Quello che è successo tra la fine delle qualifiche messicane e le tre ore successive è sostanzialmente roba che neanche nelle garette di kart amatoriali. I protagonisti di questa figuraccia mondiale sono sostanzialmente tre. Max Verstappen, il suo team e la direzione gara.
Il primo ha dato il via alle danze passando a tuono a fianco di Valtteri Bottas con il finlandese a muro e la bandiera gialla esposta. Lui ha detto di non averla vista ma, essendoci passato poco a fianco, si fa leggermente fatica a credergli. Ipotizziamo, comunque, che abbia detto la verità. D’altronde i sensori della Mercedes che fanno scattare tutti gli allarmi sui pannelli in pista e sui volanti si sono rotti e quindi la tecnologia è andata fuori uso. Cosa, tra l’altro, gravissima. Ma anche credendo a Max su questo la monoposto nelle protezioni l’ha vista chiaramente e, quindi, alzare quanto meno un minimo il piede (lì, e non dopo come mostrato dalla telemetria) sarebbe stato sufficiente. Non contento, con una discreta dose di spavalderia, ha ammesso in conferenza stampa di aver fatto esattamente quello che ha fatto perché tanto, nel caso, con un sola bandiera gialla gli avrebbero tolto l’ultimo crono ma non quello precedente, già di suo valevole per la pole. Una sincerità in pieno stile tafazziano, una martellata sugli zebedei condita da sorriso sarcastico che sa tanto del primo acerbissimo Verstappen e non di quello maturo ed attento dell’ultimo anno e mezzo. Soprattutto, una leggerezza che ha fatto partire il circo dell’investigazione.
Passiamo al team. Con Leclerc già passato senza migliorare e con Bottas a muro gli uomini al muretto avevano il dovere di avvisare il loro pilota di rallentare, perché la pole sarebbe stata comunque al sicuro dagli attacchi degli altri piloti. Vettel infatti è passato circa 15 secondi dopo il botto del finlandese (rallentando), Max addirittura dopo 20. Un’enormità se consideriamo la tecnologia di cui sono a disposizione i team in qualsiasi momento. Perché non è stato avvisato? Difficile da sapere. E questa è la prima colpa degli uomini di Horner. La seconda, visto che da subito si parlava di una possibile investigazione, è stata quella di non istruire il loro pilota a minimizzare l’accaduto, invece di fare lo sgargiante davanti ai microfoni. Incredibile se si pensa che Red Bull è forse la prima azienda al mondo in fatto di marketing e comunicazione…

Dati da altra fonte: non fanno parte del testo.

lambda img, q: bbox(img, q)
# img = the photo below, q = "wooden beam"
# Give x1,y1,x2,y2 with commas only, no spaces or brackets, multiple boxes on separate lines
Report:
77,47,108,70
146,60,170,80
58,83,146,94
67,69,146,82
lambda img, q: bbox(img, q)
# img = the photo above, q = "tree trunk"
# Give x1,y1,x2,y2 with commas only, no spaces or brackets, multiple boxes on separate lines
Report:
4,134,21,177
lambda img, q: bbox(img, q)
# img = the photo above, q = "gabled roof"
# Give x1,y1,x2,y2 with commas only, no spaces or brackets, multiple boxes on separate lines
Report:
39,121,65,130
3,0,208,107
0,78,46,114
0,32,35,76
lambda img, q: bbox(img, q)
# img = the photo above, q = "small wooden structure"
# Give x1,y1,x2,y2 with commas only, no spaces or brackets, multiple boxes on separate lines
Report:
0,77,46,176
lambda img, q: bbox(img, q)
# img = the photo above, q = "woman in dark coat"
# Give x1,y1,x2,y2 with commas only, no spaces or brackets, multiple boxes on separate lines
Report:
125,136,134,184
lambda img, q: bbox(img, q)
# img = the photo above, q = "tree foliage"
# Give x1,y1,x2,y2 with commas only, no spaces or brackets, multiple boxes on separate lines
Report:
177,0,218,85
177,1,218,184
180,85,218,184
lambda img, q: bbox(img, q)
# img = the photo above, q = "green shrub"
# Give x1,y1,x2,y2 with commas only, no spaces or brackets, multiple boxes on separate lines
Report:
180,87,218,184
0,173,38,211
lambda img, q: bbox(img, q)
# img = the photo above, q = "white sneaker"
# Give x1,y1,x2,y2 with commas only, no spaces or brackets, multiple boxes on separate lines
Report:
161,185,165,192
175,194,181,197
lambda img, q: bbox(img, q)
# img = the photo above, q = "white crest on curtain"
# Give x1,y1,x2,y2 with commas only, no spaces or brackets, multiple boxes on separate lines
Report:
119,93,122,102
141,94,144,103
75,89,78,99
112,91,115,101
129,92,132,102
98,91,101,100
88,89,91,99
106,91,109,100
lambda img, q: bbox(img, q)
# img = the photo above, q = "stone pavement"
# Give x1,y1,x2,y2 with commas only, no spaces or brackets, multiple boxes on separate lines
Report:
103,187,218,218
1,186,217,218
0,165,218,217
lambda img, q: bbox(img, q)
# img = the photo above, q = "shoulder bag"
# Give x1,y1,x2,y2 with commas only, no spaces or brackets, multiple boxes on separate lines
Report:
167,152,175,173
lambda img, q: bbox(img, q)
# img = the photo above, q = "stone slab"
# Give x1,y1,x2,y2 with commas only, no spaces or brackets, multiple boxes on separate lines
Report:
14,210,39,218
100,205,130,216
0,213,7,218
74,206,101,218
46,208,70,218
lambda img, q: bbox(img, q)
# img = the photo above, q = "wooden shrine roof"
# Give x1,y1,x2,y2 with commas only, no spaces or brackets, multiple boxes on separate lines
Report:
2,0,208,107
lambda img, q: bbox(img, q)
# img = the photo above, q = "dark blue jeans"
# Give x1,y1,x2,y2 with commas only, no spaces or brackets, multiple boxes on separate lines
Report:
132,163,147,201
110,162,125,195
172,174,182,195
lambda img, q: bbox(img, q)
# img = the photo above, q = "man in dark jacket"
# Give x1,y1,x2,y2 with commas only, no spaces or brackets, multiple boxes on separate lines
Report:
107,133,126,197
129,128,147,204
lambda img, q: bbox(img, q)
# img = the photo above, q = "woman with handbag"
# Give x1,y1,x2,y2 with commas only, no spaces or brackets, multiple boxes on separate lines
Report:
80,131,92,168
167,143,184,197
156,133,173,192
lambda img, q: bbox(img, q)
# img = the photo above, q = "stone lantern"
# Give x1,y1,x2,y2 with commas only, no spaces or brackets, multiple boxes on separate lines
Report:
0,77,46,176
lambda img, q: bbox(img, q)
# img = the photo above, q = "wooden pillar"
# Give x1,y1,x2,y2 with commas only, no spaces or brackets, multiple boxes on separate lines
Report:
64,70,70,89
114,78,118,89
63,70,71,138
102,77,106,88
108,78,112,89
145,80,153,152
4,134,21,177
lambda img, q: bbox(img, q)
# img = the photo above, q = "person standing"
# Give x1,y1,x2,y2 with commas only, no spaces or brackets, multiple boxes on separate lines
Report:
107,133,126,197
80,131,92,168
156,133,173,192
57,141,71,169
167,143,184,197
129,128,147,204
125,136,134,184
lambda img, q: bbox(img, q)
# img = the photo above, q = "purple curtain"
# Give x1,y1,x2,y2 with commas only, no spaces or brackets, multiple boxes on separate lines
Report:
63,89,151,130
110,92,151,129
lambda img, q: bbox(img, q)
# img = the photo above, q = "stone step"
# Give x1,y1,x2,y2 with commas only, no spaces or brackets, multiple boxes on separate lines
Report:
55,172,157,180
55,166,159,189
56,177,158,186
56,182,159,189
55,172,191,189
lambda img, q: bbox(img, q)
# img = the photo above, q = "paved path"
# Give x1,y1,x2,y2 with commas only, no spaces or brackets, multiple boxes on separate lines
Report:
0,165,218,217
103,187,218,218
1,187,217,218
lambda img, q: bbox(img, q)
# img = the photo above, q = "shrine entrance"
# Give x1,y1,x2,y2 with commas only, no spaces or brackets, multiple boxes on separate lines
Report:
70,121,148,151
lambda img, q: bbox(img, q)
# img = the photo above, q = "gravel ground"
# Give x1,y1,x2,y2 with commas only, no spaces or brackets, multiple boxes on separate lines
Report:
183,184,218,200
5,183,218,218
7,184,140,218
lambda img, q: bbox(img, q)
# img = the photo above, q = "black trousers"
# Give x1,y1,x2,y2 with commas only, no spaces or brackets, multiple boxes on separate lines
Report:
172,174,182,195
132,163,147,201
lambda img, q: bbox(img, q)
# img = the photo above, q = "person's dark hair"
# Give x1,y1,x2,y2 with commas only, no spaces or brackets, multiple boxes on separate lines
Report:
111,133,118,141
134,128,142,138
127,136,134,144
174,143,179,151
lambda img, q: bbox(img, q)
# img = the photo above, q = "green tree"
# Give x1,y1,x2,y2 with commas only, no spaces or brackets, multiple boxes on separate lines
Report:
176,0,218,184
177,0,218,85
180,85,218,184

Ed ora arriviamo alla direzione gara, quella che più di tutti ha peccato di lucidità. L’eccezionalità dell’episodio è stata chiara sin da subito. Ed allora perché procedere come se niente fosse con il programma tra interviste, conferenze stampa, comunicati ufficiali sui canali media per poi dover tornare indietro sui propri passi? E soprattutto perché svegliarsi solo dopo le parole di Verstappen? Questo è l’aspetto più incredibile di questa vicenda, perché vista così sembra quasi che, senza l’ammissione suicida dell’olandese, tutto sarebbe passato in cavalleria senza alcun problema. Il che lascia abbastanza basiti: com’è possibile che dalla fine delle qualifiche, con tutto il materiale a disposizione, ci siano volute tre ore per conoscere il nome del vero poleman?
Una situazione imbarazzante ed una figura evitabile da parte di tutti, soprattutto quando si parla di sicurezza in un anno come questo.